The closest bird specialist I've found doesn't seem too far away, I'll call in the morning and see if I can make an appointment. Although I am a bit worried that I won't be able to get there tomorrow in time if they even have an opening. I surely don't want to lose this little thing, its such a beautiful creature. I put my ear to its chest before I did its second feeding and it didn't sound as bad, I'm hoping this is a good sign, but I really don't know when it comes down to it. Thanks for the advice Kiddy!!


----------



## Gypsy eyes (Sep 10, 2015)

Also why are vets so weird about pigeons..... I'm noticing a theme.


----------



## kiddy (Feb 5, 2015)

I really hope he recover on his own. It happened to one of my baby but he was fledgling.
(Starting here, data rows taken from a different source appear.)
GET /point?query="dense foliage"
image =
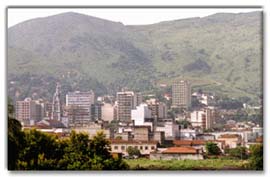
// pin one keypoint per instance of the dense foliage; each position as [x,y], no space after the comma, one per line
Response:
[34,150]
[256,157]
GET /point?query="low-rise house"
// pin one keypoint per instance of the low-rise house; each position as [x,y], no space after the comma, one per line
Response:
[54,127]
[205,137]
[198,144]
[177,153]
[145,147]
[231,140]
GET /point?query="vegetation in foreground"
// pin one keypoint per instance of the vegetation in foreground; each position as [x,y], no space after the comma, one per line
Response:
[34,150]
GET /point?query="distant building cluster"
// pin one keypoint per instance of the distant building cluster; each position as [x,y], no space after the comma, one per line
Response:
[156,128]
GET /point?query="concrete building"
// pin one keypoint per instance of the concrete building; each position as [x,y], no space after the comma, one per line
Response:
[204,118]
[145,147]
[28,111]
[170,128]
[107,112]
[141,113]
[57,111]
[47,110]
[181,94]
[199,144]
[91,129]
[126,101]
[258,131]
[231,140]
[158,109]
[177,153]
[79,105]
[96,111]
[141,133]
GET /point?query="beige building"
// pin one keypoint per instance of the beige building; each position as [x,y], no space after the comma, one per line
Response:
[177,153]
[141,133]
[158,109]
[92,130]
[145,147]
[204,118]
[107,112]
[78,106]
[231,140]
[126,101]
[181,94]
[28,111]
I gave him a drop of worming medicine and he was acting so weird, in his efforts of running away he aspirated and when I kept him back, he was sneezing and vomited. Thankfully the medicine came out and he survived.
Giving liquid is quite dangerous to pigeons, they aspirate easily, so even experienced members here do not recommend giving liquids to birds like that. If you have to make them drink, you can dip your finger in water and put on the side of their beak and they will sip, that is quite safe. People do it with dropper as well but they just put drop on the sides of their beak. 
I don't think he has gotten Kaytee though but must be water because I have heard from a very senior member that during parents feeding their air aperture gets closed when they eat, same method is feeding Kaytee, they put their beak in syringe just like they put it in parents' beak so it may be just an exception that he aspirated through it. Giving water orally can aspirate them easily though because that is very unnatural. 
For learning him to drink, you can just dip his beak in a crock of water and let him sip in, in a few attempts he will learn to drink. 
And yes at two weeks, you can start feeding him defrosted frozen peas /corns thawed under hot water to get them to normal temperature around 30 peas thrice a day, may be more if the crops get emptied in between. 
You will have to open his beak and put one by one. That will be much easy to feed and digest as well. 
Yes if you aren't sure of his age, you can post a pic and we will see how old is he and what can be fed. 
Is this bird a rescue? Then be very careful when going to vet. I thought he is a pet bird?


----------



## kiddy (Feb 5, 2015)

Gypsy eyes said:


> Also why are vets so weird about pigeons..... I'm noticing a theme.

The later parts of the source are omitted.